Jetzt kann ich sagen emerge -C "=kde-base/kdebase-3.3.2"

So habe ich das bis jetzt immer gemacht.

Geht das vielleicht auch einfacher?

Was ist zum Beispiel mit kde-arts welches mit der kdelib installiert worden ist.

Gibt es eine möglichkeit alle installierten Version anzeigen zu lassen?

Gruss Jörg

----------

## AntonWert

guckst du mal hier: http://home.jesus.ox.ac.uk/~ecatmur/my-bin/dep

irgendwo wurde dies auch schon im forum diskutiert

----------

## AntonWert

aber mal eine Frage:

was passier eigentlich wenn mir z.B. obriges Skript eine abhängigkeit löscht die ich brauche, wird die dann mit einem emerge -uD world neu gebaut?

----------

## buthus

tschuldingung das ich hier einfach mal so dazwischen haue. aber ich hab auch ne frage zum upda von kde und wollte nicht extra einen neuen thread aufmachen.

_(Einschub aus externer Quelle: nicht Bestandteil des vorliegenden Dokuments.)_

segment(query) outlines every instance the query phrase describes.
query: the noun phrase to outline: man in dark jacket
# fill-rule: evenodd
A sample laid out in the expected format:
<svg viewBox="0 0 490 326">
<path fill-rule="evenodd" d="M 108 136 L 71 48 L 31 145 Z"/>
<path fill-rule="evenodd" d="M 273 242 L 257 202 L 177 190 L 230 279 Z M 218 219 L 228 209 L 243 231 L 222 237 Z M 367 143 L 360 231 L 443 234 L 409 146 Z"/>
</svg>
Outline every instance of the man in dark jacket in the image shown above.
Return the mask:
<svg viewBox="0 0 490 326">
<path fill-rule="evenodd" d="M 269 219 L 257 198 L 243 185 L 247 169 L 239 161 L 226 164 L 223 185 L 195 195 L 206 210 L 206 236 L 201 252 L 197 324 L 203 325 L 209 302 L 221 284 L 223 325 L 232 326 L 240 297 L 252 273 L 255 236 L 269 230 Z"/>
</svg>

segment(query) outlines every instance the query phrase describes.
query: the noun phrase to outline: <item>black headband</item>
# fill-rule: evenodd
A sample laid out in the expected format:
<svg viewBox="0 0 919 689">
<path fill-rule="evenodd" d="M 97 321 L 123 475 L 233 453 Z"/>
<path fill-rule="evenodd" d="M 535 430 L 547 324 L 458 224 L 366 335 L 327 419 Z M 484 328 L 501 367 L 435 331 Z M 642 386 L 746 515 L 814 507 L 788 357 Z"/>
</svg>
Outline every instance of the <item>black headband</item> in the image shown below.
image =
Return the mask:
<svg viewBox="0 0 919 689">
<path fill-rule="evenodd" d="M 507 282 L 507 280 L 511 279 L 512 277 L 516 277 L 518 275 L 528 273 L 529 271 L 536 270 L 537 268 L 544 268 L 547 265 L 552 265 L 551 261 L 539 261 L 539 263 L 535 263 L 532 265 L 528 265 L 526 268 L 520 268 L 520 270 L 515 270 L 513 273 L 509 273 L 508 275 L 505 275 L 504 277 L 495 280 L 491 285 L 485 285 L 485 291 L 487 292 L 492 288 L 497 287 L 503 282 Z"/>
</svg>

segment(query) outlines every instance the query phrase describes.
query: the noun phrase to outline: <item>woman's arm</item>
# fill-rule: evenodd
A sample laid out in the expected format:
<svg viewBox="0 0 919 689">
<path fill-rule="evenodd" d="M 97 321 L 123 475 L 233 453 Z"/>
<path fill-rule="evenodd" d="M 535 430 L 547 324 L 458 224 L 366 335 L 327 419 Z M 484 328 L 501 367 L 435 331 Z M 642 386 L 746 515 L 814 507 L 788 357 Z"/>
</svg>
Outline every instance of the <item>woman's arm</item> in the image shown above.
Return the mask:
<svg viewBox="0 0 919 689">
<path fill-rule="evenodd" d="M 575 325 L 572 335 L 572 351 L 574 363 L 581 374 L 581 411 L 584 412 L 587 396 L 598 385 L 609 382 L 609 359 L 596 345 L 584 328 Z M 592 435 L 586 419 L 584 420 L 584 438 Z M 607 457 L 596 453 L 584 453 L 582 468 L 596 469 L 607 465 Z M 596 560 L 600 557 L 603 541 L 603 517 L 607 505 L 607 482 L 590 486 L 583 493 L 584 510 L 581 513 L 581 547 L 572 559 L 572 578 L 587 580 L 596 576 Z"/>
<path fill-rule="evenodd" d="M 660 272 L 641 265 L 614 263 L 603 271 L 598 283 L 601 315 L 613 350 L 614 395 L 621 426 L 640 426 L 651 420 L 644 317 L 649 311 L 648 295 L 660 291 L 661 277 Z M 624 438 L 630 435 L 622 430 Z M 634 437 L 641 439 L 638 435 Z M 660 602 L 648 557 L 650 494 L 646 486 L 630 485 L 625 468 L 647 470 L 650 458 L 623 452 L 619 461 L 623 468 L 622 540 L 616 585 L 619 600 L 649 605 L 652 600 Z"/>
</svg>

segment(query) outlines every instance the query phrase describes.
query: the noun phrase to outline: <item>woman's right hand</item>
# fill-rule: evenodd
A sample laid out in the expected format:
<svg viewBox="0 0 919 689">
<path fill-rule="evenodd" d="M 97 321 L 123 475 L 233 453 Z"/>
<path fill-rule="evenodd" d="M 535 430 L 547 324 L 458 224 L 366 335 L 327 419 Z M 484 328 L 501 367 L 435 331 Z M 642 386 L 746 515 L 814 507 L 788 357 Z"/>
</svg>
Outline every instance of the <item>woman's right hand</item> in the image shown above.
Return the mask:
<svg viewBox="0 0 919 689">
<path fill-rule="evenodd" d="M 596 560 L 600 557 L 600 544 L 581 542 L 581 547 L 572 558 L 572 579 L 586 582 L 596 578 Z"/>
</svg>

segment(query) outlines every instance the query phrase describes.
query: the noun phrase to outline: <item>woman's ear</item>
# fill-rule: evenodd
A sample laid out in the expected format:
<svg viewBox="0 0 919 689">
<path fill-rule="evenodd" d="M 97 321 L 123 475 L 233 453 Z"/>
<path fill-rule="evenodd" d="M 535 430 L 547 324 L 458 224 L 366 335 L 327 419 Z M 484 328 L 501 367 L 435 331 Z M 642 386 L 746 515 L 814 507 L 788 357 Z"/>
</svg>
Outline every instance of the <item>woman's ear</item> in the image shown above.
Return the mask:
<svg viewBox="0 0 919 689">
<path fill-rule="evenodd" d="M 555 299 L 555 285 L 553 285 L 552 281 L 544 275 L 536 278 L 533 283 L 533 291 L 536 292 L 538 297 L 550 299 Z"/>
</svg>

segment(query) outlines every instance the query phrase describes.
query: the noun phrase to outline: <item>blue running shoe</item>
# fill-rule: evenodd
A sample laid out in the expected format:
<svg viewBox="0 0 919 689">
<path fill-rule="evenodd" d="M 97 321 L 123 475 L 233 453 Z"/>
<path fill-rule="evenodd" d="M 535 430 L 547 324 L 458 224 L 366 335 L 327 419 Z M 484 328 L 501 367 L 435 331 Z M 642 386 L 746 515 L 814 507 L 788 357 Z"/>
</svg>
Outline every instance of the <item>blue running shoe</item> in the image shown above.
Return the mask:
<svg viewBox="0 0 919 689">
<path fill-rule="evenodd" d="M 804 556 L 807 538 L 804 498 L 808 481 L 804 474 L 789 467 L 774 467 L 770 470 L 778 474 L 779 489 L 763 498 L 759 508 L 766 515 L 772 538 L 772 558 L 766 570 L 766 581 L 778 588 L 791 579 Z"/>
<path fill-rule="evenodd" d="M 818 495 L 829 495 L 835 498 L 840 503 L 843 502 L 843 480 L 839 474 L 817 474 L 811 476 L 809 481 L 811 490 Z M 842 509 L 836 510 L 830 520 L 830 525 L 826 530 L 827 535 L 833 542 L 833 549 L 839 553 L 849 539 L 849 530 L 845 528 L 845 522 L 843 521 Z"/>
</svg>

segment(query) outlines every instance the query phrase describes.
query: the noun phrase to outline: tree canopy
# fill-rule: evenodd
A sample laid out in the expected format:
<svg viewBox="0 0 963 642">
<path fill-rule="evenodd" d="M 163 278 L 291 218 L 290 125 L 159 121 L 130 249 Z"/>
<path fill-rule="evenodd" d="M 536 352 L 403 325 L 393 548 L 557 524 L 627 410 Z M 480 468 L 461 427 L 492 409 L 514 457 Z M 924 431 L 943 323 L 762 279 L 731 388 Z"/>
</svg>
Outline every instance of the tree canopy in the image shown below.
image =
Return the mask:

beim "emerge --update --deep world" kamen beim emergen von kde sachen öffters fehler. daher meine frage, könnte ich auch einfach zuerst das "alte" kde mit emerge unmerge kde löschen und dann das neue per emerge kde installieren. oder gäbe das auch fehler ?

----------

## pawlak

Das dürfte so ziemlich genau gar keinen Unterschied machen. Außer, wenn du zu wenig Platz auf deiner Festplatte hast  :Wink: 

----------

## AntonWert

 *buthus wrote:*   

> beim "emerge --update --deep world" kamen beim emergen von kde sachen öffters fehler. daher meine frage, könnte ich auch einfach zuerst das "alte" kde mit emerge unmerge kde löschen und dann das neue per emerge kde installieren. oder gäbe das auch fehler ?

 

aber wie bekommst du die alte los? ein 

```
emerge -C kde 
```

hilft ja nicht..., das ist ja hier die frage im thread

----------

## Rüpel

ok, da das anklicken des oben von mir geposteten links wohl zuviel aufwand ist, hier nochmal glasklar:

```
for i in $(ls -1d /var/db/pkg/kde-base/kde*-3.3* | cut -f6 -d/) ; do emerge -Cp =$i ; done
```

erstmal angucken und wenn alles in ordnung ist, dann beim emerge den parameter p entfernen und kaffee holen.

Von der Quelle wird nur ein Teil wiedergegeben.